The significance of life comes not from outside, it comes from inside. We grant it significance. We grant all our goals and aspirations, we grant them significance- those things are constructions. I'm not saying they're constructions of society- they could very well be our being. Like, we could not live without them! But they would not live without us, so in that sense they're constructions. 
I'm not saying we should get rid of them, they're a huge part of what we are. That relationship between ourselves and each other and our feelings and values, the feeling of the world having a meaning, I think that's all very important to us.

The question of whether or not what's happening on earth in intrinsically valuable... *shrugs*

I would love for there to be a system, and I think there probably are ways of understanding the world in which there is a system, not just religious ones, but where if we're talking about complexity, or the particle of interestingness or whatever,  where you're actually saying that there's an objective reason why the thing that happens on earth is more interesting than the thing that happens on Mars, or the thing that happens on Kepler 22b.

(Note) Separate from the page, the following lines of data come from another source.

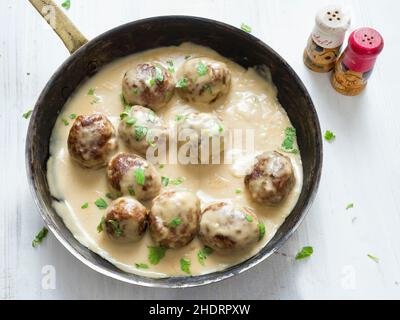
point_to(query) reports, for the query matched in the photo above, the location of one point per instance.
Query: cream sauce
(251, 103)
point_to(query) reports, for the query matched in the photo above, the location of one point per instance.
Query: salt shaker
(326, 39)
(356, 63)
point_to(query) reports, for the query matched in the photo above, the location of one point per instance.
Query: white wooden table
(362, 166)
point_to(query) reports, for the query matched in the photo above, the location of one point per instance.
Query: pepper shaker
(356, 63)
(326, 39)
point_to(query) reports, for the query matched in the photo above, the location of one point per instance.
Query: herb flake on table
(245, 28)
(350, 206)
(66, 4)
(39, 237)
(261, 231)
(27, 114)
(101, 203)
(156, 254)
(203, 254)
(139, 176)
(288, 142)
(329, 136)
(185, 265)
(175, 222)
(373, 258)
(304, 253)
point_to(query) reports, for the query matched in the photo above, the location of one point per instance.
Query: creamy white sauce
(251, 103)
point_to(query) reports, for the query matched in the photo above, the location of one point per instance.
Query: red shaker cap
(364, 46)
(366, 41)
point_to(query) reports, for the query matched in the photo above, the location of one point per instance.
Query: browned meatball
(133, 175)
(271, 178)
(224, 226)
(203, 80)
(174, 218)
(149, 85)
(91, 140)
(126, 220)
(141, 128)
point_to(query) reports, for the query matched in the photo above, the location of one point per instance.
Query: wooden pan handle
(68, 33)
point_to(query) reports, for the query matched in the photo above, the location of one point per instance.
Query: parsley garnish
(304, 253)
(39, 237)
(139, 176)
(288, 142)
(117, 229)
(27, 114)
(101, 203)
(182, 83)
(329, 136)
(261, 231)
(66, 4)
(156, 254)
(203, 254)
(175, 222)
(185, 265)
(100, 226)
(376, 259)
(202, 69)
(245, 28)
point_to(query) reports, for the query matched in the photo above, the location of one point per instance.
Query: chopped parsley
(130, 121)
(101, 203)
(159, 75)
(175, 222)
(39, 237)
(91, 92)
(100, 226)
(304, 253)
(329, 136)
(139, 176)
(66, 4)
(202, 69)
(376, 259)
(140, 132)
(245, 28)
(185, 265)
(182, 83)
(261, 231)
(27, 114)
(117, 229)
(156, 254)
(288, 142)
(203, 254)
(350, 206)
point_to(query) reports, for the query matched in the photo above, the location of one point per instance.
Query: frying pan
(87, 57)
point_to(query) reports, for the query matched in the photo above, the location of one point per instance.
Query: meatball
(224, 226)
(91, 140)
(132, 175)
(126, 220)
(206, 132)
(203, 80)
(271, 178)
(174, 218)
(149, 85)
(141, 128)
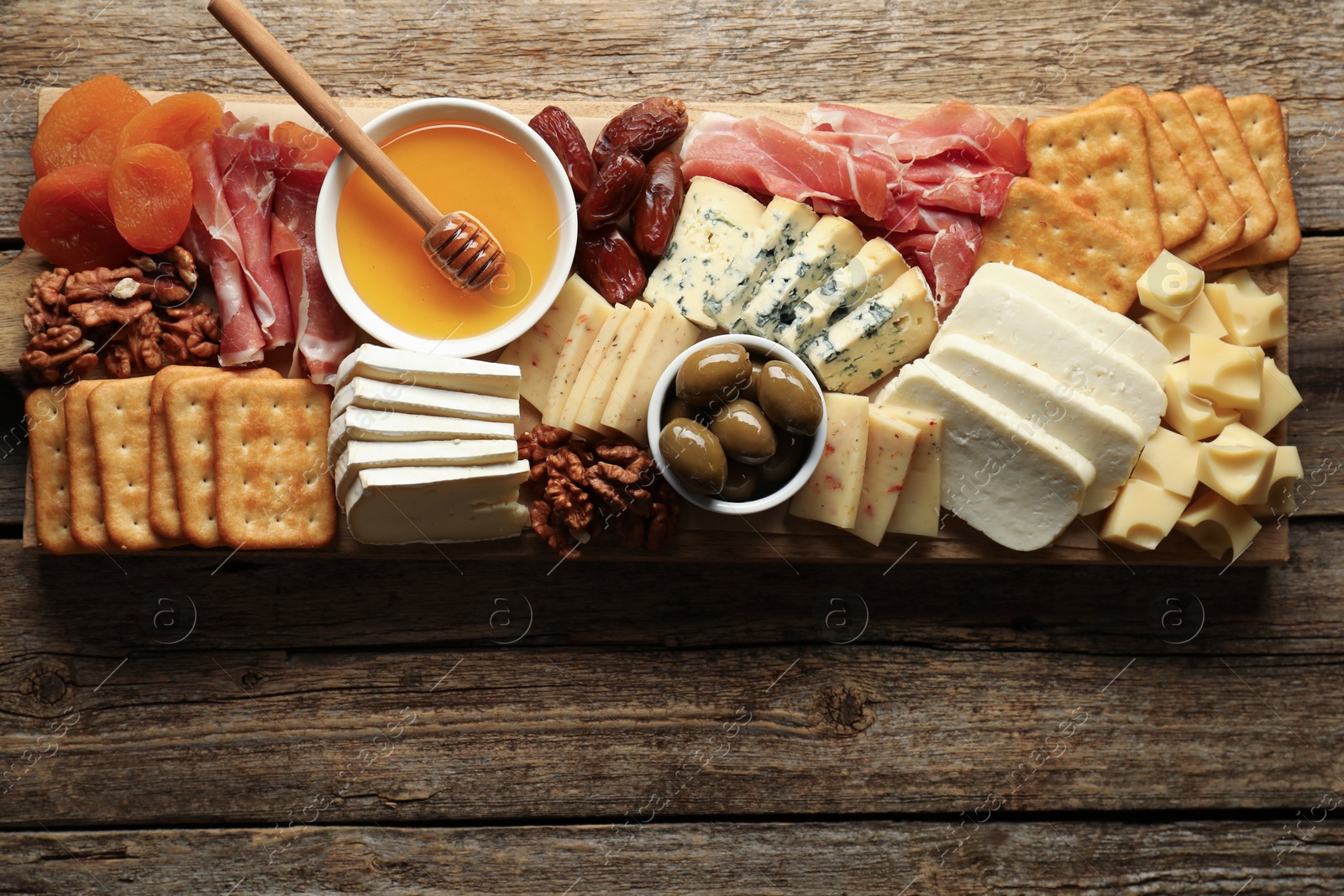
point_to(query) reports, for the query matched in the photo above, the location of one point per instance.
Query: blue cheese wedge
(1000, 473)
(780, 228)
(878, 336)
(830, 244)
(714, 224)
(875, 268)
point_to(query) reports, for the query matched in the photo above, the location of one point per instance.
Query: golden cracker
(87, 524)
(46, 417)
(1261, 121)
(118, 411)
(1099, 160)
(1234, 160)
(1226, 222)
(1179, 207)
(1043, 233)
(273, 485)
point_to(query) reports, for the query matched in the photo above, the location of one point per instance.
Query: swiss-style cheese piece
(538, 351)
(714, 224)
(1142, 516)
(1218, 526)
(1000, 472)
(595, 312)
(891, 445)
(773, 238)
(833, 490)
(434, 371)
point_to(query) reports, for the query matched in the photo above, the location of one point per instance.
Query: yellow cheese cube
(1191, 416)
(1218, 526)
(1278, 396)
(1142, 516)
(1227, 375)
(1169, 459)
(1238, 465)
(1250, 316)
(891, 443)
(1169, 286)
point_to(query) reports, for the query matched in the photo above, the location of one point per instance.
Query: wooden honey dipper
(457, 244)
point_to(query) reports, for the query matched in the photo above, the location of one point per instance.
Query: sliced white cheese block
(366, 456)
(436, 371)
(1116, 331)
(1101, 434)
(1000, 473)
(538, 351)
(773, 238)
(875, 268)
(391, 426)
(830, 244)
(1034, 335)
(714, 224)
(423, 399)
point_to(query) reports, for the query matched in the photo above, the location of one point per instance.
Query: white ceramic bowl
(757, 345)
(417, 113)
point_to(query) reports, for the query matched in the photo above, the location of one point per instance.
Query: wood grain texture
(1014, 859)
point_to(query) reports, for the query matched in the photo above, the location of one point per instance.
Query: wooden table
(315, 726)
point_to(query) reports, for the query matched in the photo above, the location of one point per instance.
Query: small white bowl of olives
(737, 423)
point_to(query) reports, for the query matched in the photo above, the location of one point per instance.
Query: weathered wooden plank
(1088, 859)
(992, 53)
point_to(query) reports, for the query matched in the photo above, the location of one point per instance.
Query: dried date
(659, 204)
(559, 132)
(617, 186)
(609, 264)
(644, 129)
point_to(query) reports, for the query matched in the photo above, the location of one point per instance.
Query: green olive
(743, 432)
(741, 483)
(786, 459)
(790, 399)
(694, 456)
(714, 374)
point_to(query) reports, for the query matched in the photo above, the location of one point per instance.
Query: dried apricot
(151, 196)
(179, 123)
(67, 219)
(84, 125)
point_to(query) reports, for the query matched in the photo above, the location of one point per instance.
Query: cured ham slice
(324, 333)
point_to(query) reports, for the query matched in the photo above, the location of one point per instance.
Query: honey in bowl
(457, 167)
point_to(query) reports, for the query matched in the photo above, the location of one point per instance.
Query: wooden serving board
(773, 537)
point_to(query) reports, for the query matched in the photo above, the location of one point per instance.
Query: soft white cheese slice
(423, 399)
(437, 371)
(1101, 434)
(1000, 473)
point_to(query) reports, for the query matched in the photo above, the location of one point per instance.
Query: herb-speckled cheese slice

So that's how I'm feeling. And to be honest, the graphic that I posted is the kind of thing that you feel when you look up at the night sky, or you look at the Hubble deep field. And, a Hubble deep field probably would have been a better example of that quote making sense, being like 'Look, this was an empty spot of sky, and now it's full of galaxies', where as this, the pale blue dot, is more of not that image.

But I feel like that conveyed it better somehow. Like it was easier to say, this is earth, whereas the Hubble deep field requires explanation for a lot of people, because you're not familiar with that image... which is insane, you should be!!!

So do we all understand now, do we understand where I'm coming from, where Tom's coming from? If there's no way to understand interestingness and complexity it terms of a value, a physical value, then all value of life comes from life appreciating life. Not from the cosmos appreciating life. And that's how I feel.

Am I done now? 

I'm really looking forward to editing it, I'm not really sure what I said.